By Dave Altig
To the titular question, Steve Williamson thinks the answer is "yes":
… the behavior of the FOMC has changed. Either it cares about some things it did not care about before (and in a particular way), or it cares about the same things in different ways—in particular it is less concerned about its price stability mandate.
Part of the Williamson case relies on an earlier post, where Williamson illustrates deviations of the actual path of the federal funds rate paths from his own estimated version of the Taylor rule:
New Keynesians like to think about monetary policy in terms of a Taylor rule, which specifies a target for the federal funds rate as a function of the "output gap" and the deviation of the actual inflation rate from its target value. According to standard Taylor rules, the fed funds target should go down when the output gap rises and up when the inflation rate rises. You can even fit Taylor rules to the data. I fit one to quarterly data for 1987-2007, and obtained the following:
R = 2.02 - 1.48(U-U*) + 1.17P,
where R is the fed funds rate, U is the unemployment rate, U* is the CBO natural rate of unemployment (so U-U* is my measure of the output gap) and P is the year-over-year percentage increase in the PCE deflator. You can see how it fits the historical data in the next chart.
So that's how the Fed behaved in the past. If it were behaving in the same way today, what would it be doing? Given that U = 7.8, U* = 6.0, and P = 1.5, my Taylor rule predicts R = 1.1%....
So, the Fed's behavior seems to have changed.

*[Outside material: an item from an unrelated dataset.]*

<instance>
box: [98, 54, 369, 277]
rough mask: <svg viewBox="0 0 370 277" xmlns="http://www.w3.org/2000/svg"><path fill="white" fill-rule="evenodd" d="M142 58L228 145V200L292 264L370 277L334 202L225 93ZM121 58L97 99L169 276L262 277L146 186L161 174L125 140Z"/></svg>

An obvious point: It is clear from Williamson's chart above that the predictive power of his version of the Taylor rule is far from perfect. In fact, through 2007 the standard deviation of the estimated rule's prediction error is 1.3 percentage points. From that perspective, the difference between a Williamson-Taylor rule funds-rate prediction of 1.1 percent and the actual current value of 0.14 percent doesn't seem so dramatic. I don't really see an obvious deviation from previous behavior.
More to the point, unless the metric is an absolutely slavish devotion to a particular form of the Taylor rule, I'm not exactly sure what evidence supports a conclusion that the Federal Open Market Committee (FOMC) is now "less concerned about its price stability mandate." As I argued a few weeks back, I think it is not too much of a stretch to construct a justification of post-crisis Fed actions up to the September decision entirely in terms of support for the FOMC's price stability mandate.
I don't take any great exception to Williamson's claim that, with respect to the FOMC's stated inflation objective, things look pretty much on target:
If we look at a longer horizon, as I did here, from the beginning of 2007 or the beginning of 2009, you'll get something a little higher than 2.0% (I didn't have the most recent observation in the chart in the previous post). Too low? I don't think so.
Furthermore, in my previous post I noted that while there is a plausible case that previous asset purchase programs were required to maintain this salutary record on the inflation front, the case is arguably less plausible for "QE3." But, to my mind, that just isn't enough evidence to conclude that the FOMC has downgraded its price stability goals.
Consider a homeowner with the dual mandate of keeping both the roof of the house and the driveway in good repair. If the roof isn't leaking but there are cracks in the driveway, I think you would expect to see the owner out on the weekend patching the concrete. I don't think you would conclude as a result that he or she had ceased caring as much about the condition of the roof. I do think you would conclude that attention is being focused where the problem exists.
I suppose the argument is that the Fed is raining so much liquidity down on the world that the roof is, sooner or later, bound to leak. The FOMC has expressed confidence that, if this happens, it has the tools to patch things up and will deploy those tools as aggressively as required to meet its mandate. I guess Steve Williamson feels differently. But that, then, is a difference of opinion about things to come, not about the facts on the ground.